Cet article d’Abraham Cooper, doyen du Centre Simon Wiesenthal, et Harold Brackman, historien, fut initialement publié sur le National Post du 07 janvier 2005 d’où il a disparu (This story is no longer available).
Nombreux sont ceux qui cherchent à réfuter l’Holocauste ou, sinon, à attaquer sa spécificité juive
Selon un nouveau sondage, 62% des Allemands en ont assez d’entendre parler des six millions de juifs assassinés durant la seconde guerre mondiale, tandis que 52% d’entre eux pensent que le traitement infligé aux Palestiniens par les Israéliens n’est pas fondamentalement différent de celui que les Nazis ont réservé aux juifs. Ces résultats inquiétants démontrent suffisamment pourquoi il est nécessaire de poursuivre l’enseignement de l’Holocauste.
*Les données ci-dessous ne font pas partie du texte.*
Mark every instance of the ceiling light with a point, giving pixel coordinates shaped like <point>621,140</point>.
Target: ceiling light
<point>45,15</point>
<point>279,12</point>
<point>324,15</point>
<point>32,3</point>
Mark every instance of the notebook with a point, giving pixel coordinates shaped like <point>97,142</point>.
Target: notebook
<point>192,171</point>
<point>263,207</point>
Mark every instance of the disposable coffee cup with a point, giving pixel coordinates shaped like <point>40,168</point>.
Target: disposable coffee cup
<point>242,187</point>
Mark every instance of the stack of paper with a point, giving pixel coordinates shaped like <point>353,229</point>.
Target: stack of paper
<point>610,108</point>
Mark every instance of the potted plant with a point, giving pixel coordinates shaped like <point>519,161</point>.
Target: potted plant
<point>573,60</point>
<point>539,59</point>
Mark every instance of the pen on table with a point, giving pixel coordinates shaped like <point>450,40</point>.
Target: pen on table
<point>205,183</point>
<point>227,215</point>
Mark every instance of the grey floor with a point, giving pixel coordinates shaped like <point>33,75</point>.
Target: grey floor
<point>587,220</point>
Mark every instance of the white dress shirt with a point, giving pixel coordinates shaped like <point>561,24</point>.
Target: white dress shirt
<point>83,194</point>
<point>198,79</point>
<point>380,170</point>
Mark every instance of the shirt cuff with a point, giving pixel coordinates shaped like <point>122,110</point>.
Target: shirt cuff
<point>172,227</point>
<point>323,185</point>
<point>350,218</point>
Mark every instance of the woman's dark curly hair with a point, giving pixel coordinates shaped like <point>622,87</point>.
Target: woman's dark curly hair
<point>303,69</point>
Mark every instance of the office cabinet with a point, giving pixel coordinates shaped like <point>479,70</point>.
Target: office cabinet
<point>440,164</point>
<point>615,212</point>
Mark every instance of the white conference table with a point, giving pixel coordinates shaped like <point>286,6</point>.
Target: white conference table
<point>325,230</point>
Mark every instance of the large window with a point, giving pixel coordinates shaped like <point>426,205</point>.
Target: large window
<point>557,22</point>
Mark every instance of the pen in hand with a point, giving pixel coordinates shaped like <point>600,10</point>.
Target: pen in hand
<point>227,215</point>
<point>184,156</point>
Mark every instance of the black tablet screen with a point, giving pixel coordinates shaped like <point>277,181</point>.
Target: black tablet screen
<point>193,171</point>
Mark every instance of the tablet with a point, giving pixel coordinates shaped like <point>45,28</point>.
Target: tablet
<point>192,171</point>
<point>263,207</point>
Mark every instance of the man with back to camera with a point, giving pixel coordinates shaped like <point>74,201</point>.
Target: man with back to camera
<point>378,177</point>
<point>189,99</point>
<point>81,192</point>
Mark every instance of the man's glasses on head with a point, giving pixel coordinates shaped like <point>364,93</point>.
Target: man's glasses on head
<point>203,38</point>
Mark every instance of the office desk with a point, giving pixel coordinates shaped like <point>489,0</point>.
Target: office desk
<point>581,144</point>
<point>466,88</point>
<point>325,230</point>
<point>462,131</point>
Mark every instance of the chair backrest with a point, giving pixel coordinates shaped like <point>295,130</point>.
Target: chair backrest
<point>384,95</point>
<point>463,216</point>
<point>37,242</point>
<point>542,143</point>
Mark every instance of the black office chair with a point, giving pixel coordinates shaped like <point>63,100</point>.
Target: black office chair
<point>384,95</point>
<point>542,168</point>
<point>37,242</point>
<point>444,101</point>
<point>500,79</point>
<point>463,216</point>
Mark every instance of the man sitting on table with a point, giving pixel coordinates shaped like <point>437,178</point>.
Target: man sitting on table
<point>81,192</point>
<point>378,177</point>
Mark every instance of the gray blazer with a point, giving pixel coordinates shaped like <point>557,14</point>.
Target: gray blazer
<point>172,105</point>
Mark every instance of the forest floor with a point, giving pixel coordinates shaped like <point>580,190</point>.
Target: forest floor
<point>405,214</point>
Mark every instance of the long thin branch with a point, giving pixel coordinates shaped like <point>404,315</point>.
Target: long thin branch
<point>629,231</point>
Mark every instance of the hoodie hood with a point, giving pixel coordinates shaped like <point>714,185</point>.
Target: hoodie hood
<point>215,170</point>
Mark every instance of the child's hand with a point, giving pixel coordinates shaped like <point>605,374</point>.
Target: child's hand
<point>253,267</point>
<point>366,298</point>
Partout dans le monde, des musées, des monuments et des programmes scolaires témoignent de la réalité du génocide nazi. Pour ce qui concerne les survivants, la prise de conscience par la société contemporaine de leur héritage douloureux leur a fourni un grand réconfort. Mais ce réconfort s’érode face à une double menace: des mouvements organisés essaient soit de prouver que l’Holocauste n’a pas existé soit d’attaquer sa spécificité juive.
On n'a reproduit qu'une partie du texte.